The concept now is when an administrator leaves or needs to return administrative rights, a simple edit to the /etc/sudoers file will disable the ability of the user to run the su command. There is no mechanism for the user to discover the root password, so your system remain secure. In the same way an administrator can be added to the sudoers file to gain access

  1. Edit the /etc/sudoers file. This is managed root running the visudocommand.
  2. Ensure the SUSE defaults are commented out
    # In the default (unconfigured) configuration, sudo asks for the root password. 
    	# This allows use of an ordinary user account for administration of a freshly
    	# installed system. When configuring sudo, delete the two
    	# following lines: 
    	#Defaults targetpw   # ask for the password of the target user i.e. root 
    	#ALL    ALL=(ALL) ALL   # WARNING! Only use this together with 'Defaults targetpw'!
  3. Create a User Alias.
    User_Alias     ADMINS = will, wendy, sam
  4. Create a Command Alias ( Typically they will only need to run SU )
    Cmnd_Alias     SU = /bin/su
  5. Allow Admins to run SU
    ADMINS     ALL = SU

The “group” ADMINS now can run the command /bin/su from sudo now. They will be prompted for their own password not that of root!

sudo su -

You can also consider removing the SUID bit from the su program

chmod u-s /bin/su
VN:F [1.9.22_1171]
Rating: 0.0/5 (0 votes cast)
VN:F [1.9.22_1171]
Rating: 0 (from 0 votes)

Tags: ,
Categories: Enterprise Linux, SUSE Linux Enterprise Desktop, SUSE Linux Enterprise Server, Technical Solutions

Disclaimer: As with everything else at SUSE Conversations, this content is definitely not supported by SUSE (so don't even think of calling Support if you try something and it blows up).  It was contributed by a community member and is published "as is." It seems to have worked for at least one person, and might work for you. But please be sure to test, test, test before you do anything drastic with it.

2 Comments

  1. By:mfaris01

    Good information and ease of use.
    I do have a couple of questions…

    How would this work in a LUM environment?
    How would I make my eDirectory LUM enabled “admingroup” have the same access, like in your example? Or would I have to set up something entirely different because they wouldn’t have “local” accounts?

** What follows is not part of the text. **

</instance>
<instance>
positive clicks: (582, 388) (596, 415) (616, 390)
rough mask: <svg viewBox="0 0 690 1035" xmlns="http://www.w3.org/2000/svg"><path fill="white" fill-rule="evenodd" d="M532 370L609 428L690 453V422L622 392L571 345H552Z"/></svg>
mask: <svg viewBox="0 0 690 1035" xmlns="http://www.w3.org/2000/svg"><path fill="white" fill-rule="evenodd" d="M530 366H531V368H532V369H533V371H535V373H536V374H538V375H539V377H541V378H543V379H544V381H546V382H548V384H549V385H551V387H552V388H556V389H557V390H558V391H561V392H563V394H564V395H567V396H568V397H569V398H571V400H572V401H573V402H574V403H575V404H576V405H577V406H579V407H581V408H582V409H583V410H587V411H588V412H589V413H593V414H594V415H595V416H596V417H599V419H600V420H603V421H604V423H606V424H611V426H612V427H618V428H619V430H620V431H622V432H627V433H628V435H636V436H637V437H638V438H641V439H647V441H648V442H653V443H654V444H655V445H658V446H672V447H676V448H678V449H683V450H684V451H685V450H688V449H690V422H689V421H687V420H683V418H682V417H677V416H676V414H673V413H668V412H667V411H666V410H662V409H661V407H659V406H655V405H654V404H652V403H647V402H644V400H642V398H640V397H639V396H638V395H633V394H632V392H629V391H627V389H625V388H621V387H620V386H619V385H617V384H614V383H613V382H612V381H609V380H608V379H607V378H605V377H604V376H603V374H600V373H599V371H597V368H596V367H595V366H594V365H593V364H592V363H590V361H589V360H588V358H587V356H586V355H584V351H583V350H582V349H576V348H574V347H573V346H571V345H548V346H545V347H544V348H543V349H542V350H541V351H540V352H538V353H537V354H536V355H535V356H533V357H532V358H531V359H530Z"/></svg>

    Thanks again for the info!

    Mike…

  2. By:maggot62

    Thank you for your time to make the comment Mike. LUM users and groups are kind of treated as local users. When LUM is installed as part of OES the /etc/nsswitch file will have an entry to show how the passwd file will be used. The passwd file contains users. For LUM it will have an entry:

    passwd: compat nam

    Meaning it will first search for users in the compatible file ie /etc/passwd then used nam ( Novell Account Manager ) the old name for LUM.

    The same for groups.

    The easiest way to use existing Liniux groups ( or LUM enabled groups ) will be to not woork about the User_alias. Just add a line similar to this:

    %admingroup ALL:/bin/su

    The percent indicates a group rather than a user.